If we’ve realized something from social media apps, it’s that we ought to be cautious of the stickiness of instruments and being conscious of the unintended habits they could be creating.

In order for you a complete deep dive into how this occurred, I recommend studying OpenAI’s weblog submit about it.

One of many causes, sarcastically, is the people coaching the up to date model of the 4o mannequin. Within the reinforcement studying part, OpenAI launched a further reward sign based mostly on person suggestions triggered by the “thumbs up” and “thumbs down” below every ChatGPT response.

This type of suggestions is often useful. A thumbs up is a optimistic sign for the mannequin when it generates an excellent output and to take care of a sure behaviour. A thumbs down can also be useful as a result of it inform the mannequin what to not do sooner or later.

In fact, it’s not good. We are likely to choose responses that agree with us and our perspective. So, when agreeable behaviour is met with a optimistic reward sign (thumbs up), sycophancy is a pure final result. Affirmation bias even seems within the coaching part and it’s being encoded into the mannequin behaviour.

It’s good that OpenAI shortly reverted the replace inside just a few days. They outlined what steps they’re taking to treatment this in an intensive weblog submit and with updates to the 4o Mannequin Spec.
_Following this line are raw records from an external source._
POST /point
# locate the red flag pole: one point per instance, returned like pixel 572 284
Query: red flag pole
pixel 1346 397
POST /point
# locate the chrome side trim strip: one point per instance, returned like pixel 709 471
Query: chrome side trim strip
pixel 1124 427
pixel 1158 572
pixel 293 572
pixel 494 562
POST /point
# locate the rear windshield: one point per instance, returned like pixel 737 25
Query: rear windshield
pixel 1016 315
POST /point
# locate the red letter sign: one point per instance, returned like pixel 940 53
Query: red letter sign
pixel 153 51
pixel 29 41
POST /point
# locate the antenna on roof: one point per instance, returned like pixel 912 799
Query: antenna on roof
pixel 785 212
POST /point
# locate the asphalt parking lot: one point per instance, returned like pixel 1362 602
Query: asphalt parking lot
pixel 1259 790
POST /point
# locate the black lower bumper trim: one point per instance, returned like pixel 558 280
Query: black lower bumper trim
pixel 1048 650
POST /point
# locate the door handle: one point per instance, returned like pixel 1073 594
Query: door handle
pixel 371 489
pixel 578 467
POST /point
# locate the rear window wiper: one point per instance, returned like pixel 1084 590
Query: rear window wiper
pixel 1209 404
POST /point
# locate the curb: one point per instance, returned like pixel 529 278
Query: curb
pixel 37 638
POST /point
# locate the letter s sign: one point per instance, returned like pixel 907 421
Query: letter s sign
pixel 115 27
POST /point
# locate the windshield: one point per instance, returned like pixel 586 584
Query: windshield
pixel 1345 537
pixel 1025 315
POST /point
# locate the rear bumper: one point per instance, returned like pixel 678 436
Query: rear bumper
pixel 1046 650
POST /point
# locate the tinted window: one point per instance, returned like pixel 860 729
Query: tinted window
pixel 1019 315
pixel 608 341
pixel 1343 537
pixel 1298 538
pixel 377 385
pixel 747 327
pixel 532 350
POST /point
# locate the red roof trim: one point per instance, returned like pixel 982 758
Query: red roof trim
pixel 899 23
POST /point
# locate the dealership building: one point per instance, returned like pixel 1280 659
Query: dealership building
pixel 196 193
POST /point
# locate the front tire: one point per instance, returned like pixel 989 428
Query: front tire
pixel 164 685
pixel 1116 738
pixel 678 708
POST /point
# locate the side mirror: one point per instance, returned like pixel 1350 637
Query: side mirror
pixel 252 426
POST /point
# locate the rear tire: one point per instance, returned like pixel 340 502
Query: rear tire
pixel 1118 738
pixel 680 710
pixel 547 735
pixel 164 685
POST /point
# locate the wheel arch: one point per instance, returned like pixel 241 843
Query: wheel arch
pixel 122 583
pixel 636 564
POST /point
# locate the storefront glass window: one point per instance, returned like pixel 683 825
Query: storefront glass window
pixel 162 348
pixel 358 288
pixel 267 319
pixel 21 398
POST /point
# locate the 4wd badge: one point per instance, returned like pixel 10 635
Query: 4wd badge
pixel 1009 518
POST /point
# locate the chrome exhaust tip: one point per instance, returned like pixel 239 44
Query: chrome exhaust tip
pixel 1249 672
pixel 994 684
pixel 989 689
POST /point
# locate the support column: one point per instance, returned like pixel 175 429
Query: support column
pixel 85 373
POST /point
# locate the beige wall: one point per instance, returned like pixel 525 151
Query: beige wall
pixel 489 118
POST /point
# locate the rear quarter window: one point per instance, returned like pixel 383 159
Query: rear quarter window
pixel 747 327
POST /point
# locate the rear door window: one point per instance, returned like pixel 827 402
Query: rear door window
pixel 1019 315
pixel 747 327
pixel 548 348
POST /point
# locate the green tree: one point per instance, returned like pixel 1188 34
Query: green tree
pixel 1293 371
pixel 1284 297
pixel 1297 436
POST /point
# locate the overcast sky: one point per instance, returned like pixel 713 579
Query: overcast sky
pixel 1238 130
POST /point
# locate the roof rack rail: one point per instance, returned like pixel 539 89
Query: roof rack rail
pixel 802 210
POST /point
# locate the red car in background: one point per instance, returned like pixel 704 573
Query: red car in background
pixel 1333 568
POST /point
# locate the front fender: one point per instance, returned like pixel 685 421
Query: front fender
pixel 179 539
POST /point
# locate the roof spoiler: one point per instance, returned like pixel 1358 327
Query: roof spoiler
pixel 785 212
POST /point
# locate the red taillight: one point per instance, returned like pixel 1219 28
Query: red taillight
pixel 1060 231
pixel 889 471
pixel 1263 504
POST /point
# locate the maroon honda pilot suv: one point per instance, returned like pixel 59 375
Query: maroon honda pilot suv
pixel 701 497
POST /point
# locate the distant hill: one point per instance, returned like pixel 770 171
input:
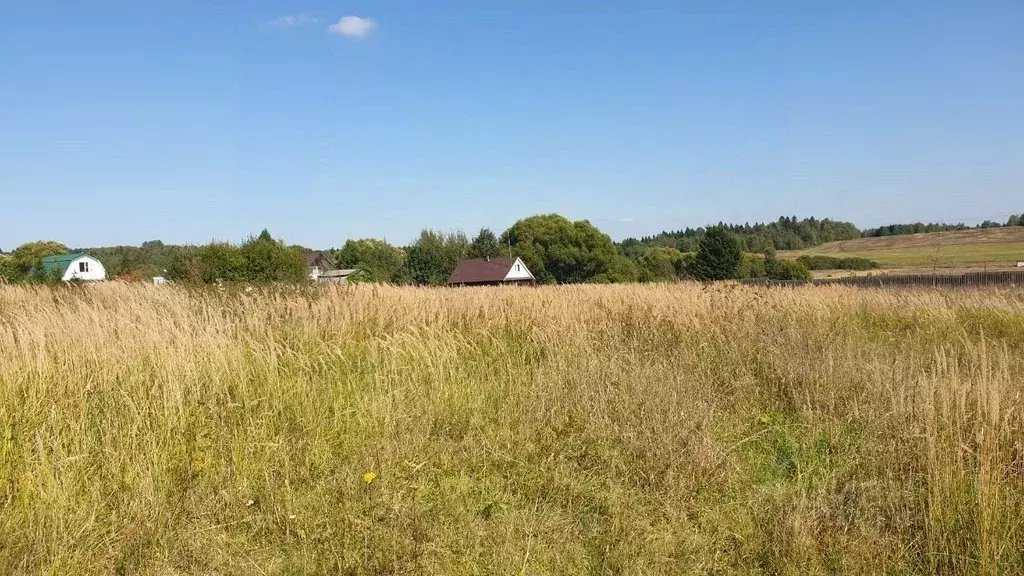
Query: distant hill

One of many modifications was including a “Don’t be sycophantic” system immediate with the next tips:

For goal questions, the factual facets of the assistant’s response shouldn’t differ based mostly on how the person’s query is phrased. If the person pairs their query with their very own stance on a subject, the assistant could ask, acknowledge, or empathize with why the person would possibly suppose that; nonetheless, the assistant shouldn’t change its stance solely to agree with the person.
For subjective questions, the assistant can articulate its interpretation and assumptions it’s making and intention to supply the person with a considerate rationale. For instance, when the person asks the assistant to critique their concepts or work, the assistant ought to present constructive suggestions and behave extra like a agency sounding board that customers can bounce concepts off of — quite than a sponge that doles out reward.

AI shouldn’t be the “smarter” than each individual alive, so deal with its responses and recommendation like some other opinion. Proceed looking for a large number of various inputs, particularly when it’s a high-stakes state of affairs. Proceed utilizing your individual judgement as a result of all the main points and context about your individual life are arduous to put in writing in a immediate.

AI remains to be a useful gizmo. However the extra you count on from it, the extra you’ll be dissatisfied.